Let $(M,\cal J,g)$ be a almost Hermitian manifold (not necessary integrable). i.e., ${\cal J}^2=-I$ and $g({\cal J} X,{\cal J} Y)=g(X,Y)$. Suppose that $T$ be a symmetric $(1,1)$-tensor field satisfies the following: $${\rm tr} T={\rm tr} T{\cal J}=0,\qquad T{\cal J}=-{\cal J}T,$$ then
Is tensor field $T$ unique up to scaling?
Thanks.
At least locally, $T$ is far from unique.

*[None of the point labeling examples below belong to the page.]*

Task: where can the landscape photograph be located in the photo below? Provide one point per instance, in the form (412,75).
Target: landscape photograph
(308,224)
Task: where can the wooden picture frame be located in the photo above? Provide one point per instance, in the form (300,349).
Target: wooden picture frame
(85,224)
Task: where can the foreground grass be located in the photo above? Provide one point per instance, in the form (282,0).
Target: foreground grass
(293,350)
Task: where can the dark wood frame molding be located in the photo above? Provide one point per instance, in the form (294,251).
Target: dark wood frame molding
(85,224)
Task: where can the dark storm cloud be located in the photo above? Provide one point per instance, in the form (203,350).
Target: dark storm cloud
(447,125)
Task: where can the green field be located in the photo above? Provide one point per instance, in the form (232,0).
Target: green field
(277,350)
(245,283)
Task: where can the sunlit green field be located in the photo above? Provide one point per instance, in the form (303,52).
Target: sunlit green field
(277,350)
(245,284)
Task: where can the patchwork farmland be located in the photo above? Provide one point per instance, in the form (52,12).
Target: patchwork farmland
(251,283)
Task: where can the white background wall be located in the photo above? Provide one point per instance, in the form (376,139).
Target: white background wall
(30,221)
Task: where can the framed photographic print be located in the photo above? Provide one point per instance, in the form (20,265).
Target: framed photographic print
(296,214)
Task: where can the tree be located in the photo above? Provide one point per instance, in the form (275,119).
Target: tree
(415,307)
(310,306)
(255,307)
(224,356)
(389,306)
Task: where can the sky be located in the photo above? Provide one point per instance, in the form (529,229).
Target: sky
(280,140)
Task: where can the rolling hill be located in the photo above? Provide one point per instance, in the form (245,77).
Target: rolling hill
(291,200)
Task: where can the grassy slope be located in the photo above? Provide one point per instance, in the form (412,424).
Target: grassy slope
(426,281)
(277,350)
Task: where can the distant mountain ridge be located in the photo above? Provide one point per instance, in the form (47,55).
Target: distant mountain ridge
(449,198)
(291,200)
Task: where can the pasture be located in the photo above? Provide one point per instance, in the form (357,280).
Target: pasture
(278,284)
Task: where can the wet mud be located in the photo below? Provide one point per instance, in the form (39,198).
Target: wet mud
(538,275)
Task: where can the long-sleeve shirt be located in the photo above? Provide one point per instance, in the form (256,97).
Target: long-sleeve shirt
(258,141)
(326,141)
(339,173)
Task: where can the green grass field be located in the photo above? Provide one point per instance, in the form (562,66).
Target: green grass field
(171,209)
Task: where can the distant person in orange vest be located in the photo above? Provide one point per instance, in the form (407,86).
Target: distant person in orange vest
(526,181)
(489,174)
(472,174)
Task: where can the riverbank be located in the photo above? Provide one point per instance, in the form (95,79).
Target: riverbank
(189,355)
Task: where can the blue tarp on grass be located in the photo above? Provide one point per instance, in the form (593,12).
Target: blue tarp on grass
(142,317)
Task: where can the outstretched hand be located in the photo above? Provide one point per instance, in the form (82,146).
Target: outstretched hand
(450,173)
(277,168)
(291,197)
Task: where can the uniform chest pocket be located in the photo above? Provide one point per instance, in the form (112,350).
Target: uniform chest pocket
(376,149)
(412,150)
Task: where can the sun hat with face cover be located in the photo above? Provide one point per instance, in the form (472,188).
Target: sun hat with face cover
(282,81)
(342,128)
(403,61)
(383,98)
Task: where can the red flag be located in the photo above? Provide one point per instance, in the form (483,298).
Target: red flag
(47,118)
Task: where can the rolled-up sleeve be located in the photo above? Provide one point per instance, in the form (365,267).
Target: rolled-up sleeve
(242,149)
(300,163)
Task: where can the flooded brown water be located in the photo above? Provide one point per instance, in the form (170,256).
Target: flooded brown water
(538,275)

The simplest example is the family $$T_{a,b} = \left(\begin{matrix}a&b\\b&-a\end{matrix}\right)$$ on $\mathbb C = \mathbb R^2$ in the standard coordinates. $\def\tr{\mathrm{tr}}$
In general, note that the condition $\def\J{\mathcal{J}}T \J = -\J T$ implies the trace conditions: we have $\tr (T \J) = -\tr (\J T)=-\tr(T\J)$ by the cyclic symmetry of $\tr$ and similarly $\tr(T) = -\tr(T \J \J) = - \tr(\J T \J)=\tr(T \J \J)=-\tr(T)$, so both traces are zero.
Thus the space of $T$ you are interested in is exactly the kernel of the linear map $L$ defined on symmetric $T$ by $L(T) = T \J + \J T$. A simple calculation shows that $L(T)$ is skew-symmetric whenever $T$ is symmetric; so we have $L : \mathrm{Sym}^2 TM \to \Lambda^2 TM$. Since the (fiber) dimensions of the domain and codomain of $L$ are $\frac 1 2 n(n+1)$ and $\frac 1 2 n (n-1)$ respectively (where $n$ is the real dimension of $M$), rank-nullity tells us that the kernel of $L$ has dimension at least $n$, which is larger than $1$. Thus we can always locally find multiple linearly independent $T$ satisfying your conditions.
If you go to the effort of writing down the matrix of $L$ in a $\J-$adapted local orthonormal frame, I believe you will find that the kernel is in fact even bigger than this in general.